Hutson proposes North Cumberland Elementary, with seven portable classrooms, and Crab Orchard Elementary, with need for a new gym, expanded cafeteria and classroom, be the first schools to receive additions. The Crab Orchard gymnasium is not handicap accessible from the main school, requiring those individuals to use a separate entrance or be carried down the steps to the gym floor. There was also a question of if the gym was large enough for regulation basketball games, though exact dimensions of the gym were not available at the meeting.
Director of Schools Aarona VanWinkle said, "The past board had a vision of an elementary school to take of all those portables at North and that would allow some of those students to go to a new elementary school, but also let some of those students that we're busing to Martin to go to the school closest to where they live."
That plan would have a domino effect at most other schools, VanWinkle said, allowing Martin to then take students that are being bused to Homestead to attend the school closest to them, and so on.
VanWinkle said the board would need to consider a new long-range plan to replace the one approved about 12 years ago.
David Bowman, 7th District representative, said he didn't believe the county would support a new elementary school but did believe the school system could build support for projects at individual schools.
Dan Schlafer, 9th District representative, said the committee would need to have school sites assessed to determine if space for additions would be available at the schools and to estimate the cost.
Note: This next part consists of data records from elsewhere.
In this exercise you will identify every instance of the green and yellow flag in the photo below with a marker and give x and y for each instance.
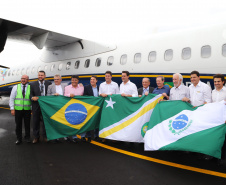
(64, 116)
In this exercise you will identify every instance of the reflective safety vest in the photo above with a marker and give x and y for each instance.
(22, 103)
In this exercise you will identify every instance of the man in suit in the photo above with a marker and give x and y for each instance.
(57, 88)
(146, 89)
(92, 90)
(75, 89)
(38, 88)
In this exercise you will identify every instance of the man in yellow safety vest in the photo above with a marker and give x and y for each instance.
(20, 106)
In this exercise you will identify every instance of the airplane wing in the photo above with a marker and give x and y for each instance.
(55, 44)
(39, 37)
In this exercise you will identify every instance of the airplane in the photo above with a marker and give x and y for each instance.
(202, 49)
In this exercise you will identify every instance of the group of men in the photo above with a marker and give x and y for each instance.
(24, 96)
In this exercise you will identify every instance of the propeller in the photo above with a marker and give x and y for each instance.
(4, 67)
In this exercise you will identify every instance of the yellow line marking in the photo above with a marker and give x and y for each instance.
(181, 166)
(4, 108)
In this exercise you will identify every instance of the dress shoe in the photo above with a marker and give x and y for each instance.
(67, 139)
(96, 138)
(89, 139)
(83, 139)
(27, 140)
(18, 142)
(75, 140)
(36, 140)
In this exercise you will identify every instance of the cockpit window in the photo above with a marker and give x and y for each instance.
(68, 66)
(87, 62)
(110, 60)
(98, 62)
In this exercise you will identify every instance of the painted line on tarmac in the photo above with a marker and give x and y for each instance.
(181, 166)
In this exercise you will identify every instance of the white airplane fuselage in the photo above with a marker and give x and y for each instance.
(202, 49)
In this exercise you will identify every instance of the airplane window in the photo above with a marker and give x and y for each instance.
(206, 51)
(60, 67)
(152, 56)
(77, 64)
(98, 62)
(39, 69)
(18, 72)
(45, 68)
(123, 59)
(33, 70)
(224, 50)
(14, 72)
(186, 53)
(168, 54)
(68, 66)
(23, 71)
(110, 60)
(87, 62)
(52, 67)
(137, 58)
(28, 71)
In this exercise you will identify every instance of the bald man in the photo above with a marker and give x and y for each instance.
(20, 106)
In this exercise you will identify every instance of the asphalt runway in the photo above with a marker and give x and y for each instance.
(97, 163)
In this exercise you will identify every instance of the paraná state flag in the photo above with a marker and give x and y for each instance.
(177, 125)
(123, 117)
(64, 116)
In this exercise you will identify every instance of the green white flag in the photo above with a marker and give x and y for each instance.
(176, 125)
(123, 117)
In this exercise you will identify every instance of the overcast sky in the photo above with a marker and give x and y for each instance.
(113, 20)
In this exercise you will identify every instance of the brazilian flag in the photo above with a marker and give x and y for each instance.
(64, 116)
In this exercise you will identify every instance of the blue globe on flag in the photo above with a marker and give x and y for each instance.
(75, 113)
(180, 122)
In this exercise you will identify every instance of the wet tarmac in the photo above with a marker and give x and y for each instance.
(108, 163)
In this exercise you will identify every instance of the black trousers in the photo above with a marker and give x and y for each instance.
(21, 115)
(223, 151)
(37, 122)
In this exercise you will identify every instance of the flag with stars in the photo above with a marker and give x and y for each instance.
(64, 116)
(123, 117)
(177, 125)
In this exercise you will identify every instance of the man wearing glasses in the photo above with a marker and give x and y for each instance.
(38, 88)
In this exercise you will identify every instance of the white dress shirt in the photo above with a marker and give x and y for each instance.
(111, 88)
(129, 88)
(200, 94)
(13, 95)
(178, 93)
(220, 95)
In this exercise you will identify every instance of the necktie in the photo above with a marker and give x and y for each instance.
(23, 92)
(145, 90)
(42, 89)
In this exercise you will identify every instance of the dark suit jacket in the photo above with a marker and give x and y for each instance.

VanWinkle said that was being done.
Hutson said, "The schools we have are not full, except for the portables, which we're wanting to remedy."
VanWinkle noted the plan to build an addition at North would mean those portable classrooms would be replaced. She asked where the students would be housed during construction. The portables currently house three fourth-grade classrooms, two special education classrooms, a teen living and agriculture classroom and storage space.
Jim Blalock, 8th District representative, proposed building a multi-purpose room at the school first, with portable partitions, to house students while a new wing is under construction.
Hutson also proposed wings in the future at Homestead and South Cumberland, to eliminate portable classrooms at those schools.
A new long-range building program would need to be approved by the full board.
The committee also discussed facility needs at North Cumberland, which has experienced problems with its roof this past year and has portions of the exterior bricking in need of new mortar.
The school's roof is under warranty until November 2015. The company that performed the work, Hugh Brooks Industries, has a new owners that has said he will contact the school to discuss the issues and see what can be done to correct problems.
"If it's not fixable, we'll have to go another route," Hutson said.
The committee also wants the school's mortar on the exterior evaluated by Midstate Maintenance of Ohio that is currently working on replacing the mortar at the Cumberland County Justice Center to get an idea of the feasibility and cost of such a project. That project will be proposed for the 2013-'14 budget, VanWinkle said.
The board will meet for a work session at 6 p.m. April 18 to discuss the 2013-'14 budget. That meeting will take place in the board room of the Central Office, 368 Fourth St.